Hiperplasia Adrenal Congênita
A Associação Brasileira Addisoniana tem o objetivo de esclarecer com linguagem simples e não médica às famílias e aos portadores de Hiperplasia Adrenal Congênita (HAC) sobre as características dessa patologia, a partir de experiências reais de portadores e pais de crianças com HAC de todos os tipos. Todas as informações aqui colocadas têm fundamento científico e o texto final foi revisado por médicos endocrinologistas conceituados e respeitados mundialmente sobre esse assunto. Quando se procura na internet sobre HAC, muitos artigos de Doença de Addison se misturam, para entender as suas diferenças e semelhanças cabe aqui uma explicação:
Ambas são doenças que causam insuficiência adrenal, a diferença está na causa desses
sintomas.
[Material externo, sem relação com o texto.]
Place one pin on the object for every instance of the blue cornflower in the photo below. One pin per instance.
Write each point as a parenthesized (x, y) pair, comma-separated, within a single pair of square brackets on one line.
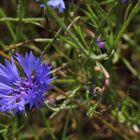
[(54, 3), (17, 91)]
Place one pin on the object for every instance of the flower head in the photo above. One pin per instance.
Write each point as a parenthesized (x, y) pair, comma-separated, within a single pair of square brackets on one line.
[(17, 91), (54, 3), (101, 45), (57, 3)]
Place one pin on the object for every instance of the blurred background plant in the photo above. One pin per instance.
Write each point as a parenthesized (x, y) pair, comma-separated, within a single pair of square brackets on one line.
[(94, 49)]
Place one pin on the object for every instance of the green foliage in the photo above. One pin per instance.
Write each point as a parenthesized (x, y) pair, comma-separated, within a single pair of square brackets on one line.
[(82, 105)]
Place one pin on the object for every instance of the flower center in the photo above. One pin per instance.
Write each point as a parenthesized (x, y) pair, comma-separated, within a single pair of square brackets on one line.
[(22, 86)]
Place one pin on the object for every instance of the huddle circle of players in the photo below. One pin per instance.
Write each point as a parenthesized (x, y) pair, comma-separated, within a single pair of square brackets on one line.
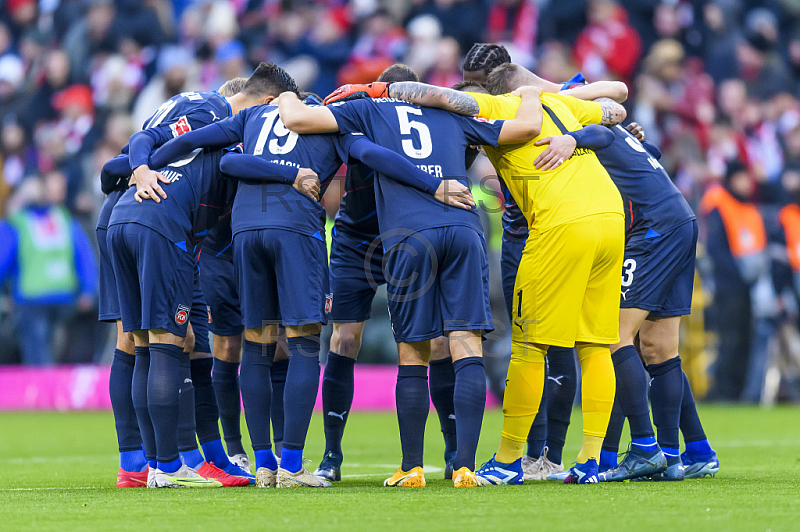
[(223, 230)]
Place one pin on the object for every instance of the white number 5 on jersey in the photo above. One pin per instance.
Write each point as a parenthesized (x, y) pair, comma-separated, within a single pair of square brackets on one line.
[(406, 126)]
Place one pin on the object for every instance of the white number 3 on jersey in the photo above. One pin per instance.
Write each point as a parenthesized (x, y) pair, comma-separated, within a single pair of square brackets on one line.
[(628, 267)]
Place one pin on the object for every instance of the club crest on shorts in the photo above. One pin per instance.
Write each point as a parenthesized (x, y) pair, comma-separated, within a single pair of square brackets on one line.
[(182, 314)]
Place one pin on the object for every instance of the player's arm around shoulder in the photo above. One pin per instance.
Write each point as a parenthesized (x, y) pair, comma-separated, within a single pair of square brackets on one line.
[(527, 125), (300, 118), (437, 97)]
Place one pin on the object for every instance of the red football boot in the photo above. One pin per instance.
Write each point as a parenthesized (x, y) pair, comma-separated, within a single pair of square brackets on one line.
[(126, 479), (209, 470)]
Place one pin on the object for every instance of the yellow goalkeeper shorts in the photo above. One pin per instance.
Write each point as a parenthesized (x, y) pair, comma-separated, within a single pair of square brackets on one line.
[(567, 287)]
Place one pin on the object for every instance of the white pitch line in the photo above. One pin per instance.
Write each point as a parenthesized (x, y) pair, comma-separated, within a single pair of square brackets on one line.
[(61, 489)]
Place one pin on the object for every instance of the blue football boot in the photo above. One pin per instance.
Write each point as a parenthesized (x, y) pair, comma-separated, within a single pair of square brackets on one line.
[(636, 463), (585, 473), (698, 466), (448, 465), (331, 467), (673, 472), (499, 473)]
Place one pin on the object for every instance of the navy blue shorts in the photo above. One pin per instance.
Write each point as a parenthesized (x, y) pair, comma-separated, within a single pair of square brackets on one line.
[(510, 255), (356, 272), (155, 279), (108, 299), (658, 272), (283, 277), (218, 280), (200, 317), (437, 280)]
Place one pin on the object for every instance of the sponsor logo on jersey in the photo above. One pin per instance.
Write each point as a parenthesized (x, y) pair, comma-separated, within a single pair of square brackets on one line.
[(182, 314), (180, 127)]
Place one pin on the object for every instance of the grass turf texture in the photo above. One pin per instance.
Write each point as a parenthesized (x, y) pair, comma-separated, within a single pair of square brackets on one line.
[(58, 473)]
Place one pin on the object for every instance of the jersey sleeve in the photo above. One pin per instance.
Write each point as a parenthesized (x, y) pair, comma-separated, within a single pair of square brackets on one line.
[(653, 149), (143, 142), (479, 130), (502, 107), (350, 115), (344, 144), (585, 112)]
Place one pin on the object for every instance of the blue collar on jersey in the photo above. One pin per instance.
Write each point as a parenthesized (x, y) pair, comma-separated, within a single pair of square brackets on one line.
[(227, 104)]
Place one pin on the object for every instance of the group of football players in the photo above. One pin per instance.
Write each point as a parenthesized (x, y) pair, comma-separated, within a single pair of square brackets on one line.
[(213, 221)]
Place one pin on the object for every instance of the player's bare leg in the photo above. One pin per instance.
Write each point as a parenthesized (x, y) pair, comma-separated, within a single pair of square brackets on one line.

Na HAC os pacientes nascem com a doença e seus sintomas aparecem
logo nos primeiros dias de vida. Na Doença de Addison, se desenvolve geralmente
na vida adulta e é adquirida por alguma outra condição (infecção, inflamação,
autoimunidade, cirurgia...) A semelhança entre ambas está justamente no
tratamento, que é o mesmo para as duas doenças, raras e de difícil diagnóstico
e podem levar a morte se não identificadas e tratadas adequadamente.
A Doença de Addison é mais rara que a HAC e devido as nossas necessidades
equivalentes e objetivos comuns estamos unidos para sermos mais fortes na luta
por acesso a medicações, tratamento e benefícios a que temos direito.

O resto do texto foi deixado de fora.